Since the start of 2018, Holtby has not been the goaltender that we’ve seen over the past few seasons, and that might be an understatement. In 18 starts so far this year, Holtby has posted a 7-7-4 record, with a 3.65 Goals Against Average and a .884 save percentage. To say that these numbers aren’t skewed at all would be a flat-out lie. The Caps as a whole have not played well since the turn of the year; with a 14-10-4 record, the previously-dominant Washington squad has dropped back down to the same level as teams such as Pittsburgh and Philadelphia. Keeping this in mind, the fact that Grubauer has posted a 7-3-0 record in 2018, accompanied by a 1.64 GAA and a .947 SV% may be significant.
The numbers don’t lie in this one: Grubauer has been the significantly better goaltender since the turn of the calendar year. However, the decision isn’t necessarily as easy as by-the-numbers for Washington’s coaching staff.
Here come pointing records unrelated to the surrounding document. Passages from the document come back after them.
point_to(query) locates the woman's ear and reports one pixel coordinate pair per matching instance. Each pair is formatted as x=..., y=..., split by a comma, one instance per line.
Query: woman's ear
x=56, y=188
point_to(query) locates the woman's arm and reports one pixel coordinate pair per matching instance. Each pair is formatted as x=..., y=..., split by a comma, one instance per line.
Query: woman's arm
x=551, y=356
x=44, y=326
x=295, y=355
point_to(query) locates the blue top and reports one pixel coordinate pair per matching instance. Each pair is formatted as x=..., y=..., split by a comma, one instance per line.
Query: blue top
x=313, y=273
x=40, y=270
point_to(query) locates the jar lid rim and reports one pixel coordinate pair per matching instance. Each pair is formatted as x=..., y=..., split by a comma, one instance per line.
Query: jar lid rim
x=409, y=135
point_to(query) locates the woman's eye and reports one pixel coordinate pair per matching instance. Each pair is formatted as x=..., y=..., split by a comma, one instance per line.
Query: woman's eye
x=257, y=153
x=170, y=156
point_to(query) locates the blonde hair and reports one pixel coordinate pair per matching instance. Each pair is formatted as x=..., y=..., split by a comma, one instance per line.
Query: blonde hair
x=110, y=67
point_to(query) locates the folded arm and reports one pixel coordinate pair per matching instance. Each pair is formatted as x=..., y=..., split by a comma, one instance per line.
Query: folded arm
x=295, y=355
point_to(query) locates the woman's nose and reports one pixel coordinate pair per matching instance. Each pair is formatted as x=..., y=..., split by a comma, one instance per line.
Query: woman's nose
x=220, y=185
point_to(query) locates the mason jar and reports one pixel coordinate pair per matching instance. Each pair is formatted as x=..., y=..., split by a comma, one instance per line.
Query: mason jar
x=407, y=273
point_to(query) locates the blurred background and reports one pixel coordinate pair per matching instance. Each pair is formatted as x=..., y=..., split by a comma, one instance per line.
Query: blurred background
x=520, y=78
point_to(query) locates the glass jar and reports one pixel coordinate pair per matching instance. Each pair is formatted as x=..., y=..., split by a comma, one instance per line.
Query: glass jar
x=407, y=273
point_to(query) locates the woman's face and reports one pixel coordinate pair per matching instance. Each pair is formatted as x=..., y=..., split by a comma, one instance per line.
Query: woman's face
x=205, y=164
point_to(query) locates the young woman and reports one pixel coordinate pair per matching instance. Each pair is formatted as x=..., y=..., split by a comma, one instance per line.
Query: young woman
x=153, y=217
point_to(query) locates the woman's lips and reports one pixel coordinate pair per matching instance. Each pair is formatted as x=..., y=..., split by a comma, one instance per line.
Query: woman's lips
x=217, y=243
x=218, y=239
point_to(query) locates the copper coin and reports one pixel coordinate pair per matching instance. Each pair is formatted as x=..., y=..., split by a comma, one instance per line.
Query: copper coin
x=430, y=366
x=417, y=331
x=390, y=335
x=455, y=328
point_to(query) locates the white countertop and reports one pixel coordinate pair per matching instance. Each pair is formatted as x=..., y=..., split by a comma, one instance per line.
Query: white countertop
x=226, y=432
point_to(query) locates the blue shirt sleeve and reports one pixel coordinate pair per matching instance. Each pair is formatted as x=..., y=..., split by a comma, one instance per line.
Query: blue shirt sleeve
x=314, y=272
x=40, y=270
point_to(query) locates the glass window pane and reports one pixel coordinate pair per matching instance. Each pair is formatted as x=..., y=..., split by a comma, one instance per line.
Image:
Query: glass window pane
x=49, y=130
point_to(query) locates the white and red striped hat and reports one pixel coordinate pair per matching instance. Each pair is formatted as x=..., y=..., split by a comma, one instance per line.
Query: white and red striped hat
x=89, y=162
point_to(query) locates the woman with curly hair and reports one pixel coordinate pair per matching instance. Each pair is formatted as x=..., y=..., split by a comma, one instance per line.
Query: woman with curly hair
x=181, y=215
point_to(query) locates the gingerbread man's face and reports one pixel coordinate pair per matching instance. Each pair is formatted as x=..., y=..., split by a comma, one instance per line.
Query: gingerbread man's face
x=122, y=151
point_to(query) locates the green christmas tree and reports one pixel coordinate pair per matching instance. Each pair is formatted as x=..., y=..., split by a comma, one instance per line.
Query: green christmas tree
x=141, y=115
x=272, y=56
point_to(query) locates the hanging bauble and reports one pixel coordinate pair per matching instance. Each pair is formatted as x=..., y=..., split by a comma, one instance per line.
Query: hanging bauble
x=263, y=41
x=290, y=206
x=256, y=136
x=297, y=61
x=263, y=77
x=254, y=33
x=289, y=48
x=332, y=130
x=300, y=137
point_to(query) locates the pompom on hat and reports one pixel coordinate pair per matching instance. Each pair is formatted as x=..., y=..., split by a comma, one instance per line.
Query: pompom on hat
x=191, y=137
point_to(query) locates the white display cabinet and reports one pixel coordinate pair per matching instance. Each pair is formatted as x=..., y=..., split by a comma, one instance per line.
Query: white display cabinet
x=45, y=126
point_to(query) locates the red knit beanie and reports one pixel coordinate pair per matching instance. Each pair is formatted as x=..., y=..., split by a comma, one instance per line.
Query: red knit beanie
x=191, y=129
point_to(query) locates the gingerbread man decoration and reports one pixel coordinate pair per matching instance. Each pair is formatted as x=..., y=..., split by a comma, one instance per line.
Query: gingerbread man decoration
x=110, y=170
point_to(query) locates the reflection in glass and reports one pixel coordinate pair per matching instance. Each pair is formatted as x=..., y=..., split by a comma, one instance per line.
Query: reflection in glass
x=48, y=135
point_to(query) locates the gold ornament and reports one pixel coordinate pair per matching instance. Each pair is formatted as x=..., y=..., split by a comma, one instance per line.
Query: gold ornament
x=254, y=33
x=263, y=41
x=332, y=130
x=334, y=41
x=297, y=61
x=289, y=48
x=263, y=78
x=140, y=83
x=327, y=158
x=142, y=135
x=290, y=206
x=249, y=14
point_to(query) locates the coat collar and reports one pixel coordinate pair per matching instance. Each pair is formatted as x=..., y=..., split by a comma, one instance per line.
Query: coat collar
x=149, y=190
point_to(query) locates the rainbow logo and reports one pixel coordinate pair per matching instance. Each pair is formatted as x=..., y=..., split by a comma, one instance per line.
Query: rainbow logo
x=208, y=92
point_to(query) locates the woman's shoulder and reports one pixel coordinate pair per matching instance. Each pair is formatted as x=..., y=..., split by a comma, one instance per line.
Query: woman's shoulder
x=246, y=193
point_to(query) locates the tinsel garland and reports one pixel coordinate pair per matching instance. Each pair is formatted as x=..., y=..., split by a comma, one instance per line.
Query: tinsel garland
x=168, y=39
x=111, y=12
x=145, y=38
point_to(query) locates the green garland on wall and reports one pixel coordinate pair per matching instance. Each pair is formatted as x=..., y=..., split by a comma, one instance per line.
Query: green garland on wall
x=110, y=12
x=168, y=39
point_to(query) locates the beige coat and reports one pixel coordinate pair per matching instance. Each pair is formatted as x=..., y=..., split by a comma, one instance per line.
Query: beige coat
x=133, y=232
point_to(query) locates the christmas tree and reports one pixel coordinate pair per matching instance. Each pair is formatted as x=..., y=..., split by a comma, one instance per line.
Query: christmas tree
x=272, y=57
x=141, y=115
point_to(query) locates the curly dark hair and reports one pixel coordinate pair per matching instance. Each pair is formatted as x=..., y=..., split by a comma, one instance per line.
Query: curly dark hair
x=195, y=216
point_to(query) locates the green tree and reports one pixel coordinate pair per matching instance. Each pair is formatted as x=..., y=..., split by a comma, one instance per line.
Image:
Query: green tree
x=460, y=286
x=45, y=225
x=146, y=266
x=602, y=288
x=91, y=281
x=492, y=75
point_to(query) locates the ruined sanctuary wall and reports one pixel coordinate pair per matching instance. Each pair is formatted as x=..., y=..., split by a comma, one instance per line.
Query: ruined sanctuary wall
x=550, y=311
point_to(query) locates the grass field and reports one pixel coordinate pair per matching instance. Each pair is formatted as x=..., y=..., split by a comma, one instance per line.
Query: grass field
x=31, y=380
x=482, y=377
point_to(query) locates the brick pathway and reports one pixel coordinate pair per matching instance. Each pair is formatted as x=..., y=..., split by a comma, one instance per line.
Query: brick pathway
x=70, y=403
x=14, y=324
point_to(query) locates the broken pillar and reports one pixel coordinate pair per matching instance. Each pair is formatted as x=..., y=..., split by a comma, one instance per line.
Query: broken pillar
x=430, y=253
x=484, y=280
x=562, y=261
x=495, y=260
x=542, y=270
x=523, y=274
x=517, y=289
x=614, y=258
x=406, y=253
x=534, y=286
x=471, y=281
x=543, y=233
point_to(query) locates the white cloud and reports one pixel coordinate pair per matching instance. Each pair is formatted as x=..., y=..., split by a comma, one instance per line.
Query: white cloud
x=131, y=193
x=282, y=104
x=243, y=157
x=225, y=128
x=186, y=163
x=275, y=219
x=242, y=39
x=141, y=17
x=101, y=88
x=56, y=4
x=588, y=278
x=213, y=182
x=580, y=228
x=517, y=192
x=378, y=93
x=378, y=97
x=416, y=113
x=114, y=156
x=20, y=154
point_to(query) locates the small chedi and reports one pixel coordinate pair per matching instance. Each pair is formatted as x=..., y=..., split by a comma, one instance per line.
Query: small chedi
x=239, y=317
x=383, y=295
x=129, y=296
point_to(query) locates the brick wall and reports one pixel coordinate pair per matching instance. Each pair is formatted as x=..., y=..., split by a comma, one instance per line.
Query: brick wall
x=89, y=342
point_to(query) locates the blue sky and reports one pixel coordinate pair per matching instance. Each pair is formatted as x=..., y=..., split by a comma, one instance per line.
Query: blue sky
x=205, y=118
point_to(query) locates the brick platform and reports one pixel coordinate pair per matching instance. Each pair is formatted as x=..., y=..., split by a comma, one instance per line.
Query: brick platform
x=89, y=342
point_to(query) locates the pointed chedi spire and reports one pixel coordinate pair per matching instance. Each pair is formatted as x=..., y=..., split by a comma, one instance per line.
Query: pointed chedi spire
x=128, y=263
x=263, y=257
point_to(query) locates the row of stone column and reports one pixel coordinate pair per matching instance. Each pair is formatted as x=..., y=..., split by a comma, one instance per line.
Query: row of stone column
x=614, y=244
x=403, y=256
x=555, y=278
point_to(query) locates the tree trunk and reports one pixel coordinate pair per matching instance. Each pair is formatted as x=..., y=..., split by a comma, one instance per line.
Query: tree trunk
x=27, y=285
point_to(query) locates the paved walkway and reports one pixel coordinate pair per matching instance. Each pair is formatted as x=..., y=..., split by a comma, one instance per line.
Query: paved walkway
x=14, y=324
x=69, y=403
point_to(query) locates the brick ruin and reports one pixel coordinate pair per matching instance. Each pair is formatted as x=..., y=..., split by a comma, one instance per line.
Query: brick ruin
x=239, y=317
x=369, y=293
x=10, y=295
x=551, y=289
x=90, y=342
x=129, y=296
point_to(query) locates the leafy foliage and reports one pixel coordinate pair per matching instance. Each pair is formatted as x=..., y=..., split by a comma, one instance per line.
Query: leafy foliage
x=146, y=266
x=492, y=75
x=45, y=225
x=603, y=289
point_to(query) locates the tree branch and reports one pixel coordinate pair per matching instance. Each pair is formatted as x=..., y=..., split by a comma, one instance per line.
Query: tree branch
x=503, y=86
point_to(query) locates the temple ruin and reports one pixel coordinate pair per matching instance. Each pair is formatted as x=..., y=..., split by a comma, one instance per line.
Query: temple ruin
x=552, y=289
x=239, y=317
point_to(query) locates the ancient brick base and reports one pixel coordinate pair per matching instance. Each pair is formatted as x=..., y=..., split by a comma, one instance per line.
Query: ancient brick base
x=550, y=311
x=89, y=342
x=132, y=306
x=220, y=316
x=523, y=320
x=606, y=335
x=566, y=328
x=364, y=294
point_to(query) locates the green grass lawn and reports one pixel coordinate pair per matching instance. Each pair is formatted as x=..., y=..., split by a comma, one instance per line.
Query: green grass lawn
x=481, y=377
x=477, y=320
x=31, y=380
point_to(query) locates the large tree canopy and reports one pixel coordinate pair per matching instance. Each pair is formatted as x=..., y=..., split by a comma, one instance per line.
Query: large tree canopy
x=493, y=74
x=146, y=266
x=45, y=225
Holtby has been the long-time starter for the team, and has significantly more playoff experience than Grubauer, who has only started one playoff game in his career. With the playoffs less than a month away, and the division being as tight as it is, the best bet for Washington might be to ride the hot hand in net, something the team hasn’t had to deal with since the days of Semyon Varlomov. As the playoffs near closer and closer, there is plenty of time for trends to change but, should the Capitals’ goaltending problem remain, we may see a change in who owns the crease come playoff time in Washington.